Habla de Pablo Derqui, el español que encarnó en la cinta a Cayetano, el cura que se enamora de Sierva. Y con el que finalmente logró una química fuerte durante el rodaje.
"Fue muy hermoso ver cómo ella y Pablo se iban compenetrando día a día con sus personajes. Les prestaron alma y cuerpo a Sierva María y Cayetano hasta hacerlos existir. Con apenas 13 años, Eliza demostró ser una niña increíblemente disciplinada y perfeccionista. No hubo una sola escena en la que no diera el máximo", dice la directora de la película, Hilda Hidalgo.
Eliza prefiere los jóvenes de su edad y con cierta picardía asegura que si bien no es la más experta en las lides del amor, su corazón ya lo ha sentido más de una vez. Durante el rodaje, su novio fue a visitarla, estuvieron juntos y la pasaron bien. Pero ese amor se terminó y aunque han pasado otros jóvenes por su vida, asegura que ahora sí está enamorada.
"Hoy en día, el amor ya no es tan romántico como el que vivió Sierva María, pero obvio, sí me he enamorado", dice con una cierta risa coqueta. Es la menor de los otros tres hijos de su papá: Rodrigo, Verónica y David, los dos primeros de matrimonios distintos.
Con todos mantiene una relación estrecha. Su hermana Verónica, por ejemplo, no deja de ensalzarla y dice que no puede ser objetiva: "es una niña muy observadora, inteligente, para ella todo esto es nuevo y por eso no es la más extrovertida. En lo que vi del trailer lograba expresividad, comunicar sensaciones y eso es bueno", asegura.
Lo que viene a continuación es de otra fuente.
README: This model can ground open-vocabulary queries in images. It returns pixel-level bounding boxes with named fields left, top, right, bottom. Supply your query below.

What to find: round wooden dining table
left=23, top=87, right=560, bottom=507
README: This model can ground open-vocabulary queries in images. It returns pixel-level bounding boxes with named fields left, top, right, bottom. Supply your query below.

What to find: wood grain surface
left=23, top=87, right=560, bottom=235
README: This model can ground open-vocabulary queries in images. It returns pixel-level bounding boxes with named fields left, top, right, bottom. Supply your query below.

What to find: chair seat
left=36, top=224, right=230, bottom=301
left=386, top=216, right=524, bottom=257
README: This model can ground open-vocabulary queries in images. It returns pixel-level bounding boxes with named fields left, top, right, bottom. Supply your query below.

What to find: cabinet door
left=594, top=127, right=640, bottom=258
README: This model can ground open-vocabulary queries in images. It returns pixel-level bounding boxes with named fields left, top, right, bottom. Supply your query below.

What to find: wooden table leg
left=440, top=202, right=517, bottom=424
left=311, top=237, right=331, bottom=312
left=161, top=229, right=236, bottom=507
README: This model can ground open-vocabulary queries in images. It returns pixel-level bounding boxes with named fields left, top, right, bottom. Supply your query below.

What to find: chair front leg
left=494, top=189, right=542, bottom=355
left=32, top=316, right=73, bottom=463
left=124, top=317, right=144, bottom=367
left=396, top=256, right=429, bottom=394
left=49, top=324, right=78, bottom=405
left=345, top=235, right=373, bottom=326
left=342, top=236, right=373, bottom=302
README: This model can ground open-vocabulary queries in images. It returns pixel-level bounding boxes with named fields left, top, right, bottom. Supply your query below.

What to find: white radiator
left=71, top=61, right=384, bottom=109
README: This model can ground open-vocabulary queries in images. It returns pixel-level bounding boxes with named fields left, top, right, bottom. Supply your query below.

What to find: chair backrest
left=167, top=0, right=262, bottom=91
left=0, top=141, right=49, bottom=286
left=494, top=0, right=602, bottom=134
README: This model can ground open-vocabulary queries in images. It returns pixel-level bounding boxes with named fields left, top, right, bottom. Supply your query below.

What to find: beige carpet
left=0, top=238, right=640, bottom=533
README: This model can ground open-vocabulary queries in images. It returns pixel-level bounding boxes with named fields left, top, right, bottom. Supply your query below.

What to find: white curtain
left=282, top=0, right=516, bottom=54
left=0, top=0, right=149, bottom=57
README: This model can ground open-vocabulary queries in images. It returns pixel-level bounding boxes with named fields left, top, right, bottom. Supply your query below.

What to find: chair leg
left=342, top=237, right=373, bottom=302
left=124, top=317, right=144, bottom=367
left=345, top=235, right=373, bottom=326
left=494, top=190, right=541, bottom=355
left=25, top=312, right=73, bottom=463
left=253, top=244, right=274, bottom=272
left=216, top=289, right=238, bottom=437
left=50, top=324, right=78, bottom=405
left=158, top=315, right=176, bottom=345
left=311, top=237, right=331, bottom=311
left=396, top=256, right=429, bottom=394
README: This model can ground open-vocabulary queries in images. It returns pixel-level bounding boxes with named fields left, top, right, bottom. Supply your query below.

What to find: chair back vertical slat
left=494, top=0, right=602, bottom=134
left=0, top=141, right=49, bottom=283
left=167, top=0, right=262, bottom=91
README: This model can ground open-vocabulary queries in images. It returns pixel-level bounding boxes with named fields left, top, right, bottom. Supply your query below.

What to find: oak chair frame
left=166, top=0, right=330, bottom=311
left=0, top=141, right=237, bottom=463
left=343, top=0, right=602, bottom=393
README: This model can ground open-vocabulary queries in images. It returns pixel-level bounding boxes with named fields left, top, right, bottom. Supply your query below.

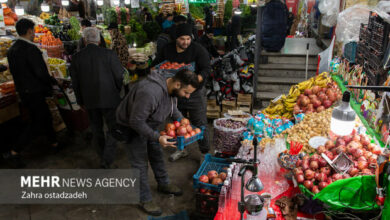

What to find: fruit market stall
left=190, top=70, right=389, bottom=220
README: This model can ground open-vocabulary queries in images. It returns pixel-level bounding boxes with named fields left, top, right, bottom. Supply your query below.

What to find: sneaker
left=169, top=149, right=188, bottom=162
left=139, top=201, right=162, bottom=216
left=157, top=184, right=183, bottom=196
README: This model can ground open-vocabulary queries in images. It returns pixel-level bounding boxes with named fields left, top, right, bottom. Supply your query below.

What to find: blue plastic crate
left=344, top=42, right=357, bottom=63
left=169, top=126, right=205, bottom=150
left=148, top=211, right=190, bottom=220
left=193, top=154, right=230, bottom=192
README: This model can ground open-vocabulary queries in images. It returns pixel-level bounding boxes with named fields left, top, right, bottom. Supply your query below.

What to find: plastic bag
left=299, top=176, right=379, bottom=211
left=213, top=118, right=246, bottom=154
left=318, top=0, right=340, bottom=27
left=336, top=5, right=371, bottom=43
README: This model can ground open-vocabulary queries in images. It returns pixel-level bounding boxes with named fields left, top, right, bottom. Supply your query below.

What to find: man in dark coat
left=152, top=24, right=211, bottom=161
left=70, top=27, right=125, bottom=168
left=7, top=18, right=58, bottom=163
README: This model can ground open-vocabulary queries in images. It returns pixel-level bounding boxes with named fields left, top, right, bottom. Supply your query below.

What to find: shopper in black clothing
left=77, top=19, right=106, bottom=52
left=199, top=28, right=220, bottom=58
left=152, top=24, right=211, bottom=161
left=7, top=18, right=59, bottom=160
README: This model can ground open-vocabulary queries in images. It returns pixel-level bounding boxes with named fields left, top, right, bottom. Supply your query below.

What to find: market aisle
left=0, top=124, right=212, bottom=220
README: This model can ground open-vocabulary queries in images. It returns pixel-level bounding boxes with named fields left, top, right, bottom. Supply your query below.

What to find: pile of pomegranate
left=160, top=118, right=201, bottom=139
left=293, top=133, right=382, bottom=194
left=293, top=83, right=342, bottom=114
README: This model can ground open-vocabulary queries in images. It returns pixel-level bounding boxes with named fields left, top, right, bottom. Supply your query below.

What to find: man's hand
left=158, top=135, right=176, bottom=147
left=198, top=75, right=203, bottom=82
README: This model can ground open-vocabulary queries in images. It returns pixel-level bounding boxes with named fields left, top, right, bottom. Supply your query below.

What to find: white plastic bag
left=336, top=5, right=371, bottom=44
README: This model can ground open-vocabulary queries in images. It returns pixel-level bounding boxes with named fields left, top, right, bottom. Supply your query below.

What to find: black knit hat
left=176, top=23, right=192, bottom=39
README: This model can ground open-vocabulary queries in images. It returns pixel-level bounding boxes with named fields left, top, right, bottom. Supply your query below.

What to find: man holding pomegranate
left=116, top=69, right=199, bottom=216
left=152, top=24, right=211, bottom=161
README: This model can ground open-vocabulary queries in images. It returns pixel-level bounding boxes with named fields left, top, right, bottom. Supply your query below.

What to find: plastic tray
left=169, top=126, right=205, bottom=150
left=193, top=154, right=230, bottom=192
left=148, top=211, right=190, bottom=220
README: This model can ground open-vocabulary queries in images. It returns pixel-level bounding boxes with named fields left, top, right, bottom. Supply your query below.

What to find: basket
left=193, top=154, right=230, bottom=192
left=344, top=42, right=357, bottom=63
left=170, top=126, right=205, bottom=150
left=148, top=211, right=190, bottom=220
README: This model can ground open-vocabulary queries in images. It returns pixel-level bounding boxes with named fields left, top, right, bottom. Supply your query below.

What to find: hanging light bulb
left=96, top=0, right=104, bottom=6
left=330, top=91, right=356, bottom=136
left=61, top=0, right=69, bottom=6
left=15, top=4, right=24, bottom=15
left=113, top=0, right=120, bottom=6
left=41, top=2, right=50, bottom=12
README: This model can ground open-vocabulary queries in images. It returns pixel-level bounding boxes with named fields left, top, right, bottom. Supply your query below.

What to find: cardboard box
left=0, top=102, right=20, bottom=123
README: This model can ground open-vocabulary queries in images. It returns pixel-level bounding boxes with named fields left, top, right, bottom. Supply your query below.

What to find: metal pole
left=252, top=1, right=264, bottom=110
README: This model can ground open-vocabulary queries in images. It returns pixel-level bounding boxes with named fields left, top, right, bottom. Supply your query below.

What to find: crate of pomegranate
left=293, top=131, right=388, bottom=211
left=160, top=118, right=205, bottom=150
left=213, top=118, right=246, bottom=155
left=193, top=154, right=230, bottom=192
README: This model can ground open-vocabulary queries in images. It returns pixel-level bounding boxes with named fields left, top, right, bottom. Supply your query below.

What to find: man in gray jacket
left=117, top=70, right=199, bottom=215
left=70, top=27, right=124, bottom=168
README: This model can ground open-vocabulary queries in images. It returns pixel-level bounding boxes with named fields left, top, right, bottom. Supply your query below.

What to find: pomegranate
left=303, top=180, right=313, bottom=190
left=305, top=169, right=315, bottom=180
left=320, top=167, right=331, bottom=176
left=311, top=186, right=320, bottom=194
left=318, top=182, right=329, bottom=190
left=207, top=170, right=218, bottom=180
left=199, top=175, right=209, bottom=183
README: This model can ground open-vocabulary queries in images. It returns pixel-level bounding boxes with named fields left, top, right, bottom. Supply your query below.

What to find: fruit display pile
left=263, top=72, right=339, bottom=118
left=160, top=118, right=202, bottom=139
left=286, top=108, right=332, bottom=153
left=293, top=133, right=382, bottom=194
left=293, top=82, right=342, bottom=114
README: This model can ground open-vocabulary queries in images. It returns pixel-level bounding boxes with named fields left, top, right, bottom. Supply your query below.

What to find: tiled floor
left=0, top=127, right=213, bottom=220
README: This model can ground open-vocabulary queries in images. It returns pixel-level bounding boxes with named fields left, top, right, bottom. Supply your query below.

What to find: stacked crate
left=207, top=99, right=221, bottom=119
left=237, top=94, right=252, bottom=113
left=356, top=12, right=390, bottom=85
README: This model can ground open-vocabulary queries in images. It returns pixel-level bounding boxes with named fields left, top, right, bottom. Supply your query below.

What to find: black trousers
left=14, top=93, right=57, bottom=151
left=88, top=108, right=117, bottom=165
left=126, top=129, right=169, bottom=202
left=178, top=87, right=210, bottom=153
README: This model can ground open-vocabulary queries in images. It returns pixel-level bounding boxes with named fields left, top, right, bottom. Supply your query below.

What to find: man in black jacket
left=116, top=70, right=199, bottom=215
left=7, top=18, right=58, bottom=156
left=152, top=24, right=211, bottom=161
left=70, top=27, right=125, bottom=168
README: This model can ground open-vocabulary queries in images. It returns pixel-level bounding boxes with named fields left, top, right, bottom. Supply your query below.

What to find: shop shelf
left=193, top=154, right=230, bottom=192
left=169, top=126, right=205, bottom=150
left=148, top=211, right=190, bottom=220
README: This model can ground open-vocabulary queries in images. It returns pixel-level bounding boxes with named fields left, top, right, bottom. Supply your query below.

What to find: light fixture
left=15, top=4, right=24, bottom=15
left=61, top=0, right=69, bottom=6
left=96, top=0, right=104, bottom=6
left=234, top=9, right=242, bottom=15
left=330, top=91, right=356, bottom=136
left=41, top=2, right=50, bottom=12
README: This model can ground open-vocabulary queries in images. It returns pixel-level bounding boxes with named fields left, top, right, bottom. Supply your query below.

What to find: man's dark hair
left=173, top=15, right=187, bottom=24
left=173, top=69, right=199, bottom=89
left=15, top=18, right=35, bottom=36
left=80, top=19, right=92, bottom=27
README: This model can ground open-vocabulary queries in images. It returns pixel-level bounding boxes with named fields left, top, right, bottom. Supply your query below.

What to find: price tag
left=272, top=95, right=283, bottom=102
left=131, top=0, right=139, bottom=8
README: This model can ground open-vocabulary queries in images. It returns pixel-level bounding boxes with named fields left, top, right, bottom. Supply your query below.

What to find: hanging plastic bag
left=336, top=5, right=371, bottom=44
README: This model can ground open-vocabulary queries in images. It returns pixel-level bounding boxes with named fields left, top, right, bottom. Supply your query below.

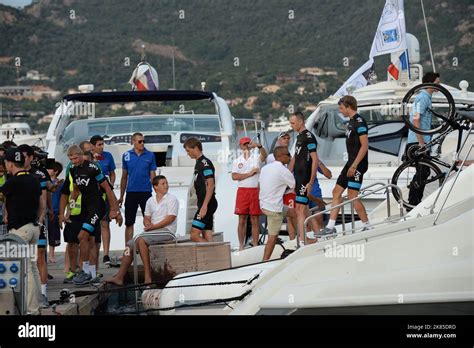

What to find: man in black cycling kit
left=315, top=96, right=372, bottom=237
left=18, top=144, right=51, bottom=308
left=288, top=111, right=319, bottom=244
left=183, top=138, right=217, bottom=242
left=59, top=145, right=122, bottom=285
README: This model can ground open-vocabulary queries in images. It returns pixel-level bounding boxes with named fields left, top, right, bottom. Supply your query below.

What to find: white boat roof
left=319, top=81, right=474, bottom=106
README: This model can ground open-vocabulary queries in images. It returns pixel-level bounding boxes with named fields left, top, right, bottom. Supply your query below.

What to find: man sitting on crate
left=105, top=175, right=179, bottom=285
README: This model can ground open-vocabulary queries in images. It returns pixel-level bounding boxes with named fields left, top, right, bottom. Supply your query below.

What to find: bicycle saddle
left=456, top=109, right=474, bottom=122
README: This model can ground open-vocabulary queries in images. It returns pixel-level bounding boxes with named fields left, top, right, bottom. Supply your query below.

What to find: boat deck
left=41, top=251, right=122, bottom=315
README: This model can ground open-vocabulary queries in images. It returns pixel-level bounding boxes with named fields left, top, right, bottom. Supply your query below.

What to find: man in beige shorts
left=259, top=146, right=295, bottom=261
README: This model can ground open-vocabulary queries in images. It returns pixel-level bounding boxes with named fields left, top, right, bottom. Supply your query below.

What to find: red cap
left=239, top=137, right=252, bottom=145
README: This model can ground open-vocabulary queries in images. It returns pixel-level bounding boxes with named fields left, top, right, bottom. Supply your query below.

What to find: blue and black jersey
left=28, top=167, right=51, bottom=191
left=194, top=155, right=216, bottom=207
left=346, top=114, right=369, bottom=170
left=70, top=161, right=106, bottom=205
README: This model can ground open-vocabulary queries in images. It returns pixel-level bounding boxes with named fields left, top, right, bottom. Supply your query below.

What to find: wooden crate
left=146, top=242, right=231, bottom=282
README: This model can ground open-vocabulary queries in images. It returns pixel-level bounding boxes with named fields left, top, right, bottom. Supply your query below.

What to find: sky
left=0, top=0, right=31, bottom=7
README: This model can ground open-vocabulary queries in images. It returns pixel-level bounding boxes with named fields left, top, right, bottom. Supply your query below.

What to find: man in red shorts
left=232, top=137, right=267, bottom=250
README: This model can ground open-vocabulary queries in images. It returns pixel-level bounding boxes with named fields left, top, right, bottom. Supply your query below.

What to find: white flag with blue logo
left=369, top=0, right=407, bottom=58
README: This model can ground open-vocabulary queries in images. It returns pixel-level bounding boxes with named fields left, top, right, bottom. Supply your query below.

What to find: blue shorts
left=309, top=178, right=323, bottom=209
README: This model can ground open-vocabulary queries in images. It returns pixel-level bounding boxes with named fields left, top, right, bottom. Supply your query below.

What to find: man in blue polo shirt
left=91, top=135, right=115, bottom=264
left=119, top=133, right=156, bottom=244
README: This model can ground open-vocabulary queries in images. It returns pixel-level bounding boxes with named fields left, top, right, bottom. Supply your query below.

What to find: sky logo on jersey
left=76, top=178, right=91, bottom=186
left=354, top=170, right=361, bottom=181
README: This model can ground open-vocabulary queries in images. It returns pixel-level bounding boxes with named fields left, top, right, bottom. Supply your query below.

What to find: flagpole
left=421, top=0, right=436, bottom=72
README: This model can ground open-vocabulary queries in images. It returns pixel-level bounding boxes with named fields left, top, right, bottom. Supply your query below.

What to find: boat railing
left=131, top=231, right=178, bottom=313
left=302, top=182, right=404, bottom=248
left=430, top=143, right=474, bottom=225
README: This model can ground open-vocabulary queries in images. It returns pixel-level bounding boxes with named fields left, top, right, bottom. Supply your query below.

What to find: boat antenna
left=141, top=44, right=146, bottom=62
left=173, top=47, right=176, bottom=90
left=420, top=0, right=436, bottom=72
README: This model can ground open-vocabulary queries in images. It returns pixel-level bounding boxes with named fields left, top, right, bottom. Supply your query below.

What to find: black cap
left=278, top=131, right=291, bottom=139
left=5, top=147, right=25, bottom=164
left=17, top=144, right=35, bottom=156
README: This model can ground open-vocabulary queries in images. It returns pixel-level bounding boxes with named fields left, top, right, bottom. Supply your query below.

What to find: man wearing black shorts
left=0, top=147, right=42, bottom=314
left=183, top=138, right=217, bottom=242
left=288, top=111, right=319, bottom=244
left=119, top=133, right=156, bottom=247
left=315, top=96, right=372, bottom=236
left=18, top=144, right=51, bottom=308
left=59, top=145, right=121, bottom=285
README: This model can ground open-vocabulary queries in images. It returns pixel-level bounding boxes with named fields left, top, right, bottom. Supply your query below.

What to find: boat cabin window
left=63, top=115, right=220, bottom=143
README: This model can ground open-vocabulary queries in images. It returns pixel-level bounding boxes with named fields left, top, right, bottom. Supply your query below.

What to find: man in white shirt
left=259, top=146, right=295, bottom=261
left=105, top=175, right=179, bottom=285
left=232, top=137, right=267, bottom=250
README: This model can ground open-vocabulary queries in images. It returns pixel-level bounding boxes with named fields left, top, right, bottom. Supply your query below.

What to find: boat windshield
left=63, top=115, right=220, bottom=143
left=316, top=104, right=447, bottom=131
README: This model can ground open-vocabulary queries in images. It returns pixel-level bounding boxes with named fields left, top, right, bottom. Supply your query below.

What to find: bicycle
left=392, top=83, right=474, bottom=209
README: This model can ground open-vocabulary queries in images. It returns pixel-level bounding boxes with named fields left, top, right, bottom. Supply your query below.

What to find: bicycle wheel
left=392, top=159, right=445, bottom=209
left=402, top=83, right=456, bottom=135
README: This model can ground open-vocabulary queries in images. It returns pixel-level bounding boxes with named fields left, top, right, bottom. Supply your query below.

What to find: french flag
left=387, top=51, right=408, bottom=80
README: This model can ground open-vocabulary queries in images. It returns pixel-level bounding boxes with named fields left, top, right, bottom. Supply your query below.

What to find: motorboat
left=0, top=122, right=45, bottom=147
left=141, top=152, right=474, bottom=315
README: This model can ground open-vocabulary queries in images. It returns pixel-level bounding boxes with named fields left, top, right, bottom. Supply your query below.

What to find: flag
left=387, top=51, right=408, bottom=80
left=334, top=58, right=375, bottom=97
left=369, top=0, right=407, bottom=58
left=128, top=62, right=159, bottom=91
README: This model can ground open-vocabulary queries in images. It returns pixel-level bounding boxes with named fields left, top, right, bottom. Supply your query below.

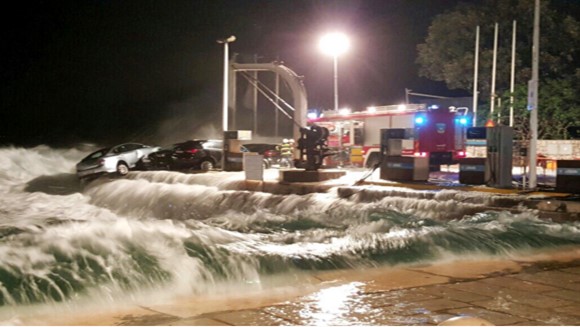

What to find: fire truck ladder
left=229, top=62, right=307, bottom=139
Y aunque apenas empieza su carrera, la joven actriz la tiene clara: "No estoy aquí por la fama ni por la popularidad, creo que la misión de un actor es transmitir emociones y para eso quiero prepararme. Con Sierva descubrí que esto sí me gusta, que puedo jugar con la mirada, con mi cuerpo y meterme en la vida de otras personas".